Adult paper wasps feed their young on chewed caterpillars. During the 2012/13 summer season, I have had a major caterpillar invasion of epic proportions! I had about a 40% loss in tomatoes, all due to caterpillar feeding. The worst part is that they will not eat one whole tomato until it is completely consumed; they eat one or two holes in each tomato. This makes the tomato rot and fall from the plant. Others have gotten into some leafy vegetables as well, but luckily my trusty army of 1 persistent female wasp made off with all of them (in one day!) before too many vegetables were lost. (The caterpillar were mostly moth species, especially Chrysodeixis acuta, Silver U or Tomato semi-loopers, I’ll post a full pest profile on these soon 😉 ).

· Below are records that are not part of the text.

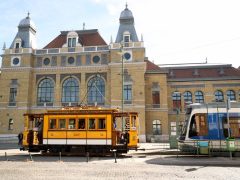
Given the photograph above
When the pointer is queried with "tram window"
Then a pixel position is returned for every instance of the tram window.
(52, 124)
(234, 123)
(91, 123)
(101, 123)
(81, 124)
(72, 124)
(198, 125)
(133, 119)
(62, 123)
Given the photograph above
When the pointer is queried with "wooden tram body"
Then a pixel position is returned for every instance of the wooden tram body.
(76, 129)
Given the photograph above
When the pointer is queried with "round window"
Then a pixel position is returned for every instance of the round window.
(70, 60)
(127, 56)
(16, 61)
(96, 59)
(46, 61)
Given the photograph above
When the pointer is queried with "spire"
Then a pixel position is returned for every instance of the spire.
(111, 40)
(4, 46)
(141, 37)
(126, 26)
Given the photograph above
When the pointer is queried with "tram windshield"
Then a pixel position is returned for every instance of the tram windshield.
(184, 128)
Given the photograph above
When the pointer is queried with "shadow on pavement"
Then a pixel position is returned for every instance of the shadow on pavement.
(194, 161)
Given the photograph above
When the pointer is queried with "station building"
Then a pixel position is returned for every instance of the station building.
(80, 68)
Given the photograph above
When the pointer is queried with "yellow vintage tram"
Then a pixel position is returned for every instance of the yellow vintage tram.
(81, 129)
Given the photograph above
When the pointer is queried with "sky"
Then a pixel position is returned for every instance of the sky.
(174, 31)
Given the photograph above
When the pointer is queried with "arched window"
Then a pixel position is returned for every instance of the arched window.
(70, 90)
(176, 98)
(231, 95)
(219, 96)
(45, 91)
(157, 127)
(199, 97)
(187, 97)
(96, 90)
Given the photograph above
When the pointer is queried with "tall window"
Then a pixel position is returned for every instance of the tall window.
(157, 127)
(12, 96)
(231, 95)
(45, 91)
(70, 90)
(10, 124)
(199, 97)
(71, 42)
(219, 96)
(176, 97)
(96, 90)
(187, 97)
(156, 99)
(127, 95)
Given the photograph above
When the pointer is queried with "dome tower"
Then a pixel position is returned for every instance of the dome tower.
(126, 32)
(26, 36)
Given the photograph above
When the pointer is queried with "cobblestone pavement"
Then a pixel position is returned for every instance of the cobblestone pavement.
(135, 165)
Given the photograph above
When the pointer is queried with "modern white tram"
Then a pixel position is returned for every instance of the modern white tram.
(212, 123)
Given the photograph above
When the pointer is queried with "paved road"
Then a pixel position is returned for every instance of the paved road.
(135, 165)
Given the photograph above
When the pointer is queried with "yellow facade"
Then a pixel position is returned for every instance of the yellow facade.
(144, 80)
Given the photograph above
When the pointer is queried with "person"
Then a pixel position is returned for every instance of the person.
(20, 138)
(82, 125)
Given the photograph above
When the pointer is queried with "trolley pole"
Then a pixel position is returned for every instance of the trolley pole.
(122, 83)
(229, 134)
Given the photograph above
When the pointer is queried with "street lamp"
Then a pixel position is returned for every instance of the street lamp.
(122, 58)
(177, 94)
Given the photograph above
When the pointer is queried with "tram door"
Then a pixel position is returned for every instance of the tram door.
(133, 134)
(173, 135)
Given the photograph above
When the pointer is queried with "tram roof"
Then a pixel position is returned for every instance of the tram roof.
(213, 105)
(83, 111)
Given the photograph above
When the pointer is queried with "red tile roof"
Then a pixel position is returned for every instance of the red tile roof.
(210, 72)
(151, 66)
(86, 38)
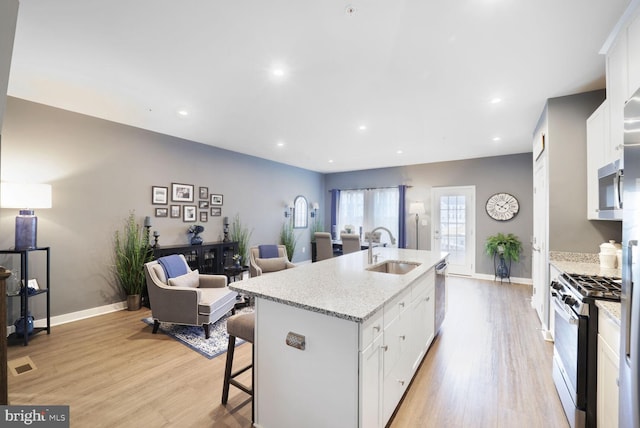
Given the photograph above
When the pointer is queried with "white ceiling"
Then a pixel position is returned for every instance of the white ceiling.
(419, 74)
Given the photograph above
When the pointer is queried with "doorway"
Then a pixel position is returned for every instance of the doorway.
(453, 226)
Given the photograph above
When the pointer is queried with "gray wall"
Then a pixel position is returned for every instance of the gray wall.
(511, 174)
(8, 18)
(101, 170)
(569, 229)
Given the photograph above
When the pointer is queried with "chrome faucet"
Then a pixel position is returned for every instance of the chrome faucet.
(370, 250)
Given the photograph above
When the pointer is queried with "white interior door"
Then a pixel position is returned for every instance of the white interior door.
(453, 226)
(539, 259)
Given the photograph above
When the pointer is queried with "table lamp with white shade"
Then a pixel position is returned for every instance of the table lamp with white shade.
(25, 197)
(416, 208)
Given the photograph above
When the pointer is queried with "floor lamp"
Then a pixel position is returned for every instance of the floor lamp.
(26, 197)
(416, 208)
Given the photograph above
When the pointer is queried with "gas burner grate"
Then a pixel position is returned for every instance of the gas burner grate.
(595, 286)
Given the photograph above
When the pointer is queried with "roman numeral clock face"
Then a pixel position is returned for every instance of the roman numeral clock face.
(502, 206)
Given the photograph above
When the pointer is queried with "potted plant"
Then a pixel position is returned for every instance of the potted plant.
(131, 253)
(288, 239)
(240, 234)
(504, 249)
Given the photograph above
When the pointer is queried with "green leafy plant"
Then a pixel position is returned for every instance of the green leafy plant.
(288, 239)
(240, 234)
(132, 251)
(509, 246)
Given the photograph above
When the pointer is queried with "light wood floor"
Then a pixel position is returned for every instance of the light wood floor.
(489, 367)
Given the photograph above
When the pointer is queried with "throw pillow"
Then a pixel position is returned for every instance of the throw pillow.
(272, 265)
(190, 279)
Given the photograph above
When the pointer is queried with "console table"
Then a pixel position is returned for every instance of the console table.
(210, 257)
(25, 296)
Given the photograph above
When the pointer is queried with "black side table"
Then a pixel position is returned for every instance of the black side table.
(25, 296)
(234, 271)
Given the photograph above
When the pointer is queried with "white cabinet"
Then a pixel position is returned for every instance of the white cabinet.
(633, 59)
(359, 371)
(608, 372)
(599, 150)
(371, 385)
(396, 349)
(616, 95)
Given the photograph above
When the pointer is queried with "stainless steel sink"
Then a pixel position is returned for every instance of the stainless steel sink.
(395, 267)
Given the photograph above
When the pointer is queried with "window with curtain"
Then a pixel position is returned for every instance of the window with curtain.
(367, 209)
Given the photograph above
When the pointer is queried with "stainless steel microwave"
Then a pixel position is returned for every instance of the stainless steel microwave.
(610, 179)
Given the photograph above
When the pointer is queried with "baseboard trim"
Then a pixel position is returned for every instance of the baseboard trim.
(76, 316)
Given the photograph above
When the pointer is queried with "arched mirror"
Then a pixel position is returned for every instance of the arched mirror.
(300, 212)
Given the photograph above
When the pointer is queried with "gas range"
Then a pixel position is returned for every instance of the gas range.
(578, 291)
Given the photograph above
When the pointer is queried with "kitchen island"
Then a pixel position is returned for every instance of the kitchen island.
(337, 344)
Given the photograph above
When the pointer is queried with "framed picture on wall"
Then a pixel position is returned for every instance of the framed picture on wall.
(159, 195)
(204, 193)
(181, 192)
(189, 213)
(216, 199)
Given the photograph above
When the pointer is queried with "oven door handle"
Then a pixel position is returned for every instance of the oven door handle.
(566, 313)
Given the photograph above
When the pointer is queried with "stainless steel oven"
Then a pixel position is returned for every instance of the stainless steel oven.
(569, 364)
(575, 342)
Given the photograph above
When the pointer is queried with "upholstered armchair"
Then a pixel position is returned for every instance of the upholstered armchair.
(350, 242)
(324, 246)
(276, 262)
(191, 299)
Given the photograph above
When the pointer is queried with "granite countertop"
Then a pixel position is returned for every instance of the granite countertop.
(341, 286)
(588, 264)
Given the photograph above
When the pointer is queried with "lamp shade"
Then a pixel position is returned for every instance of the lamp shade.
(416, 208)
(25, 195)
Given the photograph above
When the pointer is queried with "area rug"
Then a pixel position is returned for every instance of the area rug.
(193, 336)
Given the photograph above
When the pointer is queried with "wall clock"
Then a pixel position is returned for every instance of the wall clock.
(502, 206)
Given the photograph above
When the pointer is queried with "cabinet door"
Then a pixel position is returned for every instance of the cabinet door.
(598, 148)
(607, 407)
(371, 385)
(617, 95)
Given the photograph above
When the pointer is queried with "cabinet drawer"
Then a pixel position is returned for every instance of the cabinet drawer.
(371, 329)
(396, 306)
(609, 330)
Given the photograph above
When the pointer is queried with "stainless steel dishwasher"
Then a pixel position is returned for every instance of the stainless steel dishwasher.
(441, 300)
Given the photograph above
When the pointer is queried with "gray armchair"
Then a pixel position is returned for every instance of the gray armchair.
(324, 246)
(350, 242)
(191, 299)
(258, 266)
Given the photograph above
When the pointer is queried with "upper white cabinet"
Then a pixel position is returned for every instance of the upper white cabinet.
(599, 150)
(616, 96)
(633, 56)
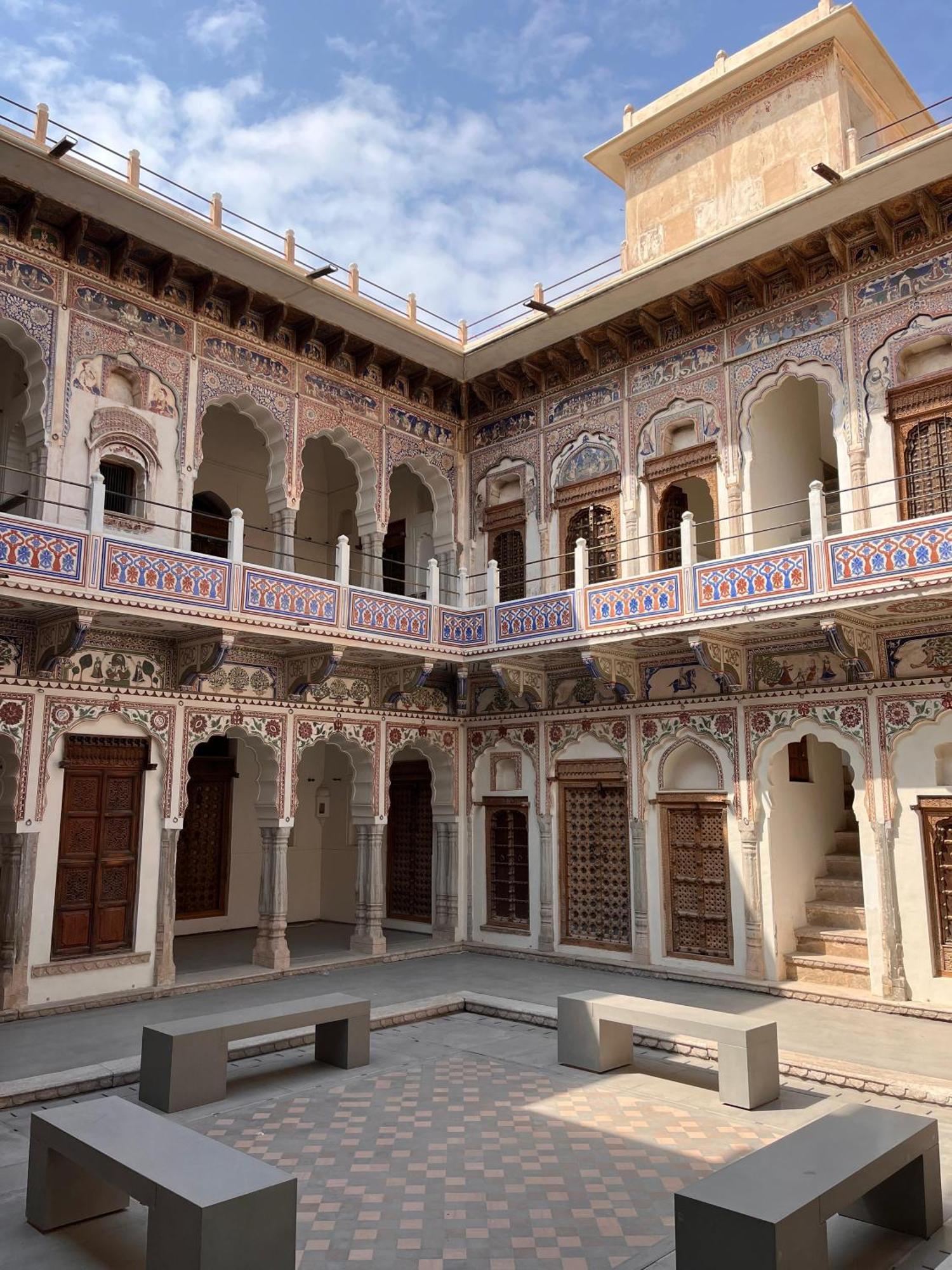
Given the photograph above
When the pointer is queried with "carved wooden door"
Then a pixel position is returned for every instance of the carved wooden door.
(100, 839)
(411, 843)
(675, 505)
(699, 912)
(205, 843)
(936, 815)
(595, 850)
(507, 867)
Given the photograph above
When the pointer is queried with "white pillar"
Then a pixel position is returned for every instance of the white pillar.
(97, 504)
(166, 910)
(546, 929)
(369, 929)
(342, 561)
(18, 867)
(272, 946)
(237, 537)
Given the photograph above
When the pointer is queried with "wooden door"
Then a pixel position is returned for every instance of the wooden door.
(936, 817)
(205, 843)
(595, 855)
(100, 839)
(411, 843)
(697, 881)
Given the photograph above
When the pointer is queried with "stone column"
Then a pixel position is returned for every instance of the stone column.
(369, 930)
(166, 910)
(640, 948)
(447, 576)
(894, 976)
(546, 926)
(284, 525)
(446, 882)
(272, 946)
(753, 909)
(18, 868)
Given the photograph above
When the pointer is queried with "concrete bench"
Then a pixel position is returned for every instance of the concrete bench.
(185, 1062)
(771, 1208)
(210, 1208)
(595, 1033)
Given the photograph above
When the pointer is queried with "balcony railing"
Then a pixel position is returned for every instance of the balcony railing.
(95, 563)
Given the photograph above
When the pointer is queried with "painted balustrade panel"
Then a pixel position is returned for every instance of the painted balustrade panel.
(649, 599)
(781, 573)
(378, 614)
(281, 595)
(536, 618)
(884, 556)
(463, 628)
(40, 552)
(159, 573)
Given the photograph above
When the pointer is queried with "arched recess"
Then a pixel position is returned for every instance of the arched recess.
(694, 855)
(338, 495)
(785, 867)
(23, 397)
(793, 429)
(506, 853)
(918, 792)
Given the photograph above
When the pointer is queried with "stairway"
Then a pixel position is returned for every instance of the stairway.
(832, 948)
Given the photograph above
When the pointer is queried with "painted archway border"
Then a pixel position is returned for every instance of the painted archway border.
(62, 714)
(357, 732)
(17, 723)
(718, 726)
(525, 737)
(849, 717)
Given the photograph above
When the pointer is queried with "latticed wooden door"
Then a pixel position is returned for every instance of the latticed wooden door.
(699, 916)
(927, 455)
(595, 524)
(595, 868)
(205, 843)
(937, 840)
(510, 553)
(100, 832)
(675, 505)
(507, 867)
(411, 843)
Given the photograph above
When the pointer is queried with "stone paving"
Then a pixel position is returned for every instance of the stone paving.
(465, 1144)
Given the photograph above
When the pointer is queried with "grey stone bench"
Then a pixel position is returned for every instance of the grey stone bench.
(185, 1064)
(210, 1208)
(595, 1033)
(771, 1208)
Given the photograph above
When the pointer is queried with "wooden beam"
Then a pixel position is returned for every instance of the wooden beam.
(119, 256)
(884, 231)
(797, 266)
(74, 237)
(201, 289)
(162, 275)
(26, 214)
(930, 210)
(719, 299)
(588, 351)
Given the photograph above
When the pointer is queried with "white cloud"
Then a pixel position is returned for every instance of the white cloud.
(227, 30)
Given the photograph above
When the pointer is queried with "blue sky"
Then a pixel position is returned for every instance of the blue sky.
(437, 143)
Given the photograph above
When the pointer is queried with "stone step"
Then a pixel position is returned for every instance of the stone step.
(833, 942)
(817, 968)
(831, 915)
(847, 841)
(841, 864)
(841, 891)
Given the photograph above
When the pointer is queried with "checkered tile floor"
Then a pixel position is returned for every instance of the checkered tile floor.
(469, 1161)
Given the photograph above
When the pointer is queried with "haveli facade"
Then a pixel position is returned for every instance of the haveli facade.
(624, 632)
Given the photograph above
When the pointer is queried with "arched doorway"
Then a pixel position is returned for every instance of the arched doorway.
(791, 444)
(816, 864)
(329, 501)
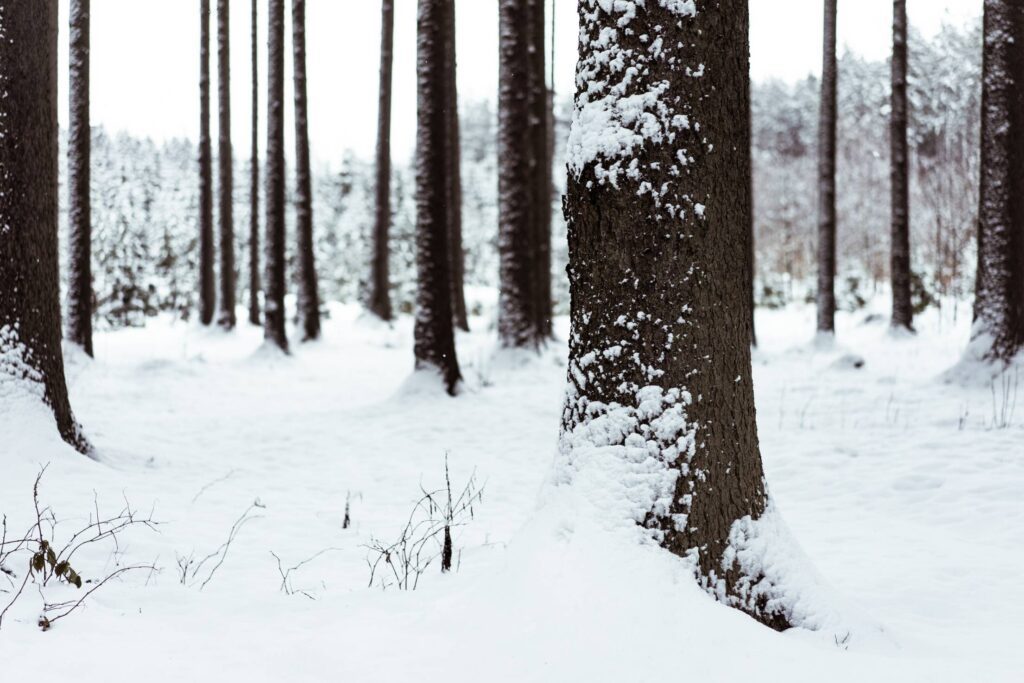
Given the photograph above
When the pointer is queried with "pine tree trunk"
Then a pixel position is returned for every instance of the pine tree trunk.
(900, 257)
(273, 292)
(658, 231)
(456, 256)
(224, 153)
(826, 178)
(540, 104)
(254, 178)
(207, 286)
(380, 288)
(998, 307)
(516, 188)
(30, 299)
(308, 295)
(434, 337)
(79, 207)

Twisted-wing parasites: Is a highly specialised group of insects that resemble beetles. They belong to the order Strepsiptera and are parasites that live within other insects, mostly Hymenoptera and Hemiptera (True Bugs – stink bugs and the like). Stylopid females penetrate the host cuticle, they become sessile and remain in the body of the host and can be seen protruding from the abdomen. After insemination of females by flying males, stylopid larvae consume their mother (hemocelous viviparity). The larvae are mobile, they seek out and infect new hosts, where they moult into legless maggots that remain within the host, feeding on nutrients in the blood. Along with abdominal deformities, the parasites cause the host to become sterile and cause behavioural changes of the host. Infected wasps do not perform social colony tasks, instead they leave the colony and gather in clusters at suitable mating sites for the parasite. Female parasites of the Xenos vesparum species do not exhaust their host’s reserves and may overwinter with their wasp host, whereas males exhaust their host’s reserves and the wasp dies at the end of the summer season.
Wasps – last thoughts
Even though they can be the stuff of nightmares, the 2012/13 season had made me realise how under appreciated they really are (even more than mantids 😉 ) and that can be excellent pollinators and great biological pest control.